In the immediate days after Klein's order, Dean Dovolis of DJR Architecture said developers speculated among themselves about what would happen to projects in mid-development that would be allowed only under 2040.

"My take on it is that there's a window … before the judge demands a reversion … to rush through your projects and get them approved," Dovolis said. "But if you're not close enough to be approved … then you're out."

A proposed 498 market-rate units and 69 units of affordable housing that have received land-use approvals weren't likely to get building permits in time, city Planning Director Meg McMahan warned in a September legal filing.

The city would also lose $9.7 million that it has already invested in the creation of affordable housing for ownership, she said.

Todd Smith, developer of a midsized apartment of 20 market-rate units at 5005 Lyndale Av., asked the Planning Commission in October for site plan approval. The commission gave him the green light, but now he's run out of time to get the necessary building permits.

Smith, who was visibly frustrated with the circumstances, lamented the 2½ years that it took the city to update its zoning codes after 2040 took effect as well as a last-minute historic preservation review for holding up his project in the critical months before the deadline to revert back to 2030.

"At this point, a best-case scenario is to receive entitlements and at some unknown date in the future to be able to pull a construction permit," he said.

Paths remaining

Minneapolis could still comply with state law by conducting an environmental study. The city has hired engineering consultant Stantec to perform an analysis, but has declined to disclose any information about it.

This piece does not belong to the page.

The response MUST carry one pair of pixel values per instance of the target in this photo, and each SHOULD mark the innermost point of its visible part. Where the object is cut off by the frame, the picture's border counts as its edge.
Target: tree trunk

In its appeal of Klein's order, the city wanted to tailor a gentler restriction of the 2040 Plan rather than throwing it out entirely. Sarff, the assistant city attorney, said rejecting the plan would force the city out of compliance with the Metropolitan Land Planning Act.

She had proposed capping the total units of multifamily housing built on land once zoned for single-family housing at 100,000 — less than the maximum buildout permitted under 2040 yet realistically will never be met at the current rate of construction.

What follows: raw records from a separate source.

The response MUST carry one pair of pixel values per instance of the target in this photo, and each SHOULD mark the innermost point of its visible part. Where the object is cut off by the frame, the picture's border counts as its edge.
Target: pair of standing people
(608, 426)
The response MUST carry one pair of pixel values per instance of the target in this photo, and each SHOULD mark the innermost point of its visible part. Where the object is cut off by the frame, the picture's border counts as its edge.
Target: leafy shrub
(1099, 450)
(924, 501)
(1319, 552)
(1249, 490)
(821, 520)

But Perry, the environmental groups' lawyer, is adamant that only an environmental study can determine the density threshold at which point air and water quality begin to degrade. He called the city's predicament "self-inflicted."

The case has riled other environmental organizations, who have denounced the plaintiffs as being NIMBYs in disguise. The Sierra Club, which filed an amicus brief in support of 2040, argued the plan's goals of increasing housing density along transit corridors would reduce carbon emissions by eliminating the need to own a car.

Rep. Michael Howard, DFL-Richfield, accused Smart Growth Minneapolis and Minnesota Citizens for the Protection of Migratory Birds of using "frivolous litigation" to "uphold the status quo of exclusionary housing policies." He urged the Legislature to act swiftly next year to save 2040 by amending the Minnesota Environmental Rights Act.

But degrading Minnesota's landmark environmental rights law has drawn opposition from still other environmentalists, such as the Minnesota Center for Environmental Advocacy. The group is urging Minneapolis to prove that 2040 will not harm natural resources "rather than seek an exemption from a bedrock state environmental law."

Rebecca Arons of Smart Growth Minneapolis said despite how some opponents of the 2040 Plan have celebrated their lawsuit, she does not oppose density and supports the plan's premise that walkable cities are a tool for suppressing urban sprawl. Still, she said she wants a robust environmental study of 2040 done the same way that the city of Seattle assesses its comprehensive plan.

"All of the things that you'd want to know about the current state of the city, the number of trees, how often the city floods, where it floods … how would [2040] either exacerbate these problems or solve them, and all of the information goes up transparently for the public to see," Arons said. "This is what we're asking for."